The Corner


No, Defunding Planned Parenthood Is Not ‘Sure to Increase the Number of Abortions’

The recent undercover videos by the Center for Medical Progress which show Planned Parenthood physicians discussing the sale of fetal body parts have put the organization’s mainstream-media allies in a difficult position. Of course, that has not prevented them from trying to rally support for Planned Parenthood. In his Friday Washington Post column, Dana Milbank dubs Monday’s Senate vote to cut off federal funding from Planned Parenthood “The Abortion Promotion Act of 2015.” He argues that political efforts to defund Planned Parenthood are “sure to increase the number of abortions.”

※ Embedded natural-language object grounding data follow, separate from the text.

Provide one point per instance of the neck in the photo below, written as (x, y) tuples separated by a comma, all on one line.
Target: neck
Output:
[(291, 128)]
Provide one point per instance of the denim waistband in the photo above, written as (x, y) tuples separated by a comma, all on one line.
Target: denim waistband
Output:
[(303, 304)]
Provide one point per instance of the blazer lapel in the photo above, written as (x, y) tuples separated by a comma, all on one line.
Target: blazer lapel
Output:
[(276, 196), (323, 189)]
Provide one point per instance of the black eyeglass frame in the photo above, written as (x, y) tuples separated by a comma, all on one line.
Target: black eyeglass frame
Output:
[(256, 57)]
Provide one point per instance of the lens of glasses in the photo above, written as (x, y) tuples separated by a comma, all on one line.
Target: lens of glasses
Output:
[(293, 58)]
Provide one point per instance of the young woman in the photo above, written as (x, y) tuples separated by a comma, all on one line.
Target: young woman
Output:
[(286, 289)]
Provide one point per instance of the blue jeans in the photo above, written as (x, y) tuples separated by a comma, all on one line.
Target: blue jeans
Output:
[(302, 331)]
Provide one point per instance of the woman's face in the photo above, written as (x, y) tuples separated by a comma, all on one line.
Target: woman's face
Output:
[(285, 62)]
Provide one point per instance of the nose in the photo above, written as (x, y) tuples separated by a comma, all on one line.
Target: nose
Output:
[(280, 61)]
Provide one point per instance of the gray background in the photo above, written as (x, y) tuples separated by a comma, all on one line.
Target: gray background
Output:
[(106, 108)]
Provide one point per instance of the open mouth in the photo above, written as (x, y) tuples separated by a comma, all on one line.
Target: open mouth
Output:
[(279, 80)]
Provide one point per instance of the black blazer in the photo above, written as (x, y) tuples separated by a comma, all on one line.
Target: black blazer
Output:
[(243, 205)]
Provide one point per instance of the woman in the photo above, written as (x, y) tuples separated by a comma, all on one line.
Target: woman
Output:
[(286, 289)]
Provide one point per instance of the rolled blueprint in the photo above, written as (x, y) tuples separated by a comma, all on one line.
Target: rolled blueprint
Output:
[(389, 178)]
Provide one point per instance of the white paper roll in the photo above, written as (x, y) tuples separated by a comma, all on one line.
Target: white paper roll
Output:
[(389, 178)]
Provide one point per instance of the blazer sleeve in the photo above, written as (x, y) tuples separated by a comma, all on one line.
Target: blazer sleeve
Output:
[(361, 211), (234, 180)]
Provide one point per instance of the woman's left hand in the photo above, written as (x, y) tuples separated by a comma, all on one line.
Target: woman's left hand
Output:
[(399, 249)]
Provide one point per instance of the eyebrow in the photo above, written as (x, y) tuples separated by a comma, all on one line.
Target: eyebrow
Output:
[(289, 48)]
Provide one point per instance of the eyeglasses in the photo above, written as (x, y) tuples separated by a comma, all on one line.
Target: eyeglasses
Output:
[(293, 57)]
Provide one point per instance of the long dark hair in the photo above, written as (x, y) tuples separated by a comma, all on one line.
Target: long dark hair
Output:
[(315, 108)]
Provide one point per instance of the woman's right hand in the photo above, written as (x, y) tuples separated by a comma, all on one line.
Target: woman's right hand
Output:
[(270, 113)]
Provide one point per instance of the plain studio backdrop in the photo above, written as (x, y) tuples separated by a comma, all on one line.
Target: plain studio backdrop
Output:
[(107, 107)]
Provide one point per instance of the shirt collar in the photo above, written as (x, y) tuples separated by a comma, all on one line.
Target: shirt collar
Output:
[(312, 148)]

Milbank first claims that that there isn’t a national network of health-care providers capable of providing contraceptives if Planned Parenthood were to be denied funding. But a recent analysis by Genevieve Plaster of the Charlotte Lozier Institute finds that there are over 13 times as many Federally Qualified Health Centers (FQHCs) as there are Planned Parenthood facilities. These FQHCs serve eight times more individuals than Planned Parenthood. Steering more money to them might actually improve the availability of health care to women who live in rural areas, as a disproportionately high number of Planned Parenthood facilities are located in blue states and in cities.

#related#Milbank also argues that if contraception were less available, the unintended-pregnancy rate would increase. But there’s an impressive body of academic research which shows that sexual activity increases with the increased availability of contraception. A 2003 Guttmacher Institute study showed that contraception use and abortion rates rose simultaneously in several countries. A 1996 Quarterly Journal of Economics Study, which was co-authored by Federal Reserve chair Janet Yellen, found that the advent of the birth-control pill led to more sexual activity and more unintended pregnancies. And a University of Michigan study analyzed what happened when the 2005 Federal Deficit Reduction Act led to a sharp increase in the price of birth-control pills at college health centers. It found that there were statistically significant decreases in both the frequency of sexual intercourse and the number of sex partners. The unintended-pregnancy rate remained about the same.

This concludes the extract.